We can end the production of coal ash in our lifetime, reduce emissions from coal and translate our profit structure in the energy sector to a more environmentally responsible one and create jobs producing clean energy, if we support the EPA plan to reduce our carbon emissions.

— Terry Lansdell

Charlotte

Men sing of glory

As you are making plans to celebrate Christmas, don’t neglect to put the Salisbury Men’s Chorus Concert Sing We Now of Christmas, on Sunday, Dec. 7 at 4 p.m. on top of your list.

The Advent concert is not performed by distant individuals paid to travel into town. These are faces of men you have met in our schools, local businesses, grocery stores and post offices. These are fathers supporting their kids’ teams in Little League, doctors who deliver babies, and retirees who give back to the community through volunteer work.

These are the tenors and baritones of real life who truly understand the hills and valleys of musical crescendos and decrescendos.

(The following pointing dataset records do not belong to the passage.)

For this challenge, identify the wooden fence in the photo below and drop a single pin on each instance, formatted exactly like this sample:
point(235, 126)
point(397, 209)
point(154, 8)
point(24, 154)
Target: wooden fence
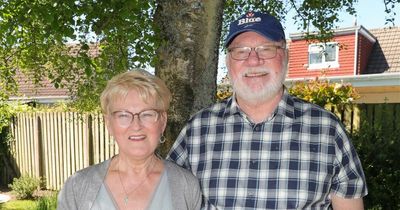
point(55, 145)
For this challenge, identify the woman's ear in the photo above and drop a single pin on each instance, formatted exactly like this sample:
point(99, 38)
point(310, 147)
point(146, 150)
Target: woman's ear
point(108, 124)
point(164, 118)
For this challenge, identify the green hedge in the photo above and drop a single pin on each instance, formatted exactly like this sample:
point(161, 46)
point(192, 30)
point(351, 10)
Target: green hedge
point(378, 146)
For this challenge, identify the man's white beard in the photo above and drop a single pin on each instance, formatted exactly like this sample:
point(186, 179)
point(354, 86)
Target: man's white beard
point(261, 93)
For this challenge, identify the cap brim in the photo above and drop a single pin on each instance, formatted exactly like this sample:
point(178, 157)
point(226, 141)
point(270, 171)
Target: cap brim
point(232, 36)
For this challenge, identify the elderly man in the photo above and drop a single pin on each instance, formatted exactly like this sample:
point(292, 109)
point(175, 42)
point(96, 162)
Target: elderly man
point(263, 148)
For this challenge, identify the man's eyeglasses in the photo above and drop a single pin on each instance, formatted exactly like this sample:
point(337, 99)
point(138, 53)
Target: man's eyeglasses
point(146, 117)
point(263, 52)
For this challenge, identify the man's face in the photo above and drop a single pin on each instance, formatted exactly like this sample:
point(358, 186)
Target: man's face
point(255, 79)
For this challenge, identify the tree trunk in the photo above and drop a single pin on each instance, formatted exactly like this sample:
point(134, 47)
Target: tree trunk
point(188, 57)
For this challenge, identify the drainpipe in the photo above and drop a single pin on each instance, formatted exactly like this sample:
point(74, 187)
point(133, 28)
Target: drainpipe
point(356, 50)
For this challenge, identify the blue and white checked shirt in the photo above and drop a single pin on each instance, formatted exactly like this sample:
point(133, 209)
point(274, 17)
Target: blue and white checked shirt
point(293, 160)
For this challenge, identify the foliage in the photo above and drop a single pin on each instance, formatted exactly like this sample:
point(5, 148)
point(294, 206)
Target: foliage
point(18, 205)
point(7, 110)
point(378, 146)
point(322, 92)
point(48, 202)
point(75, 44)
point(224, 89)
point(25, 186)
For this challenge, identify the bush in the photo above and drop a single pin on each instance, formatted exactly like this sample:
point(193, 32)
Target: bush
point(48, 202)
point(379, 152)
point(25, 186)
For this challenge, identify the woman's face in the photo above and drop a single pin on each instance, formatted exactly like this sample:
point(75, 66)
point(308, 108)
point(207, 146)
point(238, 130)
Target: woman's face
point(135, 125)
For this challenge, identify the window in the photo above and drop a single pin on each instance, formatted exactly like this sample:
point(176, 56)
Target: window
point(323, 55)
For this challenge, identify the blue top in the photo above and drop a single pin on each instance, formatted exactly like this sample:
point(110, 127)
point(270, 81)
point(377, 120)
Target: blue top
point(161, 198)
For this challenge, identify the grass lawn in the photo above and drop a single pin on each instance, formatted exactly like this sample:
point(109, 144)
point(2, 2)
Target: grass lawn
point(19, 205)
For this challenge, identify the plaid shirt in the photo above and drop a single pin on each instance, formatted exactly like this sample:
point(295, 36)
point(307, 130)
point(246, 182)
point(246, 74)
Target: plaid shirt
point(293, 160)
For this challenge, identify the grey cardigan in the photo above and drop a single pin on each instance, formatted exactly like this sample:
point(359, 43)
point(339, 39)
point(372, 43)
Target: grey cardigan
point(80, 190)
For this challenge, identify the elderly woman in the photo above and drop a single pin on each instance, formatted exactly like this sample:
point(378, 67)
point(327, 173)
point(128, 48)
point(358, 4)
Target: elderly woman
point(135, 107)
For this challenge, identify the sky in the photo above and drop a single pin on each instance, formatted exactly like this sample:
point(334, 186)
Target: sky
point(370, 14)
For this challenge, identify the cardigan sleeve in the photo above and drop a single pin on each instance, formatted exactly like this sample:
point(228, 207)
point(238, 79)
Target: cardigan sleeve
point(185, 188)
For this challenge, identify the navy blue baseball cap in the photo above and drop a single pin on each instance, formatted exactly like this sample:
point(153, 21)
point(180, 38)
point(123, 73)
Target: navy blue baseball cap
point(262, 23)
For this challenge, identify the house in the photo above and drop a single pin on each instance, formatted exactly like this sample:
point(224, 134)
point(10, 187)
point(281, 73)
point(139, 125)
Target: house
point(45, 92)
point(368, 59)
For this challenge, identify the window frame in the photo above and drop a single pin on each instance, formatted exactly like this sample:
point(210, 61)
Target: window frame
point(323, 64)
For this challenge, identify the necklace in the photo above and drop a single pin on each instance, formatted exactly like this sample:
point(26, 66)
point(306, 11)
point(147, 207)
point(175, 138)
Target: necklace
point(126, 197)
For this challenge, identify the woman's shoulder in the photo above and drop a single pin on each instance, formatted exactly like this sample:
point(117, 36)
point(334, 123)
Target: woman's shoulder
point(178, 171)
point(90, 172)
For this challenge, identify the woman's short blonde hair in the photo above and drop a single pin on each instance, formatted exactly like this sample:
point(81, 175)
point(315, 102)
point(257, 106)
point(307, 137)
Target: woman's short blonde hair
point(148, 86)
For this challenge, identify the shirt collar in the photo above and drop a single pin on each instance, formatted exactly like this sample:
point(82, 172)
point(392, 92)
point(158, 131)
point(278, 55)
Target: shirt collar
point(284, 108)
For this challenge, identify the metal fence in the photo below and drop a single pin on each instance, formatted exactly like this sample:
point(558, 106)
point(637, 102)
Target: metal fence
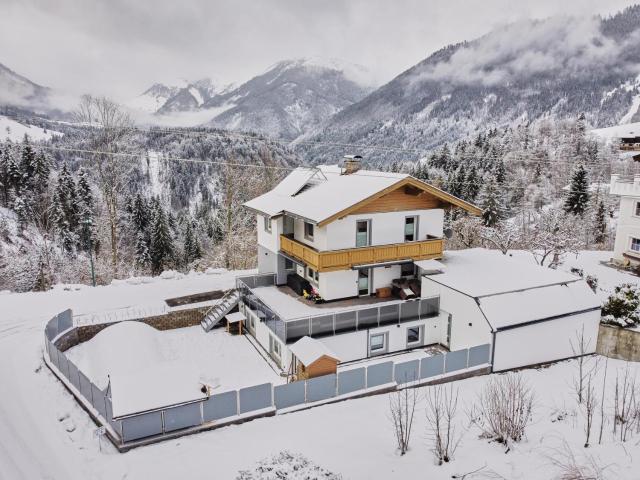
point(327, 324)
point(226, 407)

There is something infinitely special hearing the voices of men forged by the heroics of daily life, fueled by a passion to glorify God, and directed by the angelic Rosemary Kinard that kindles hearts to greater warmth and moves souls to richer compassion.

Skip the mall and visit St. John’s main sanctuary on Sunday for a Christmas event that will resound within you for many weeks. I can’t wait!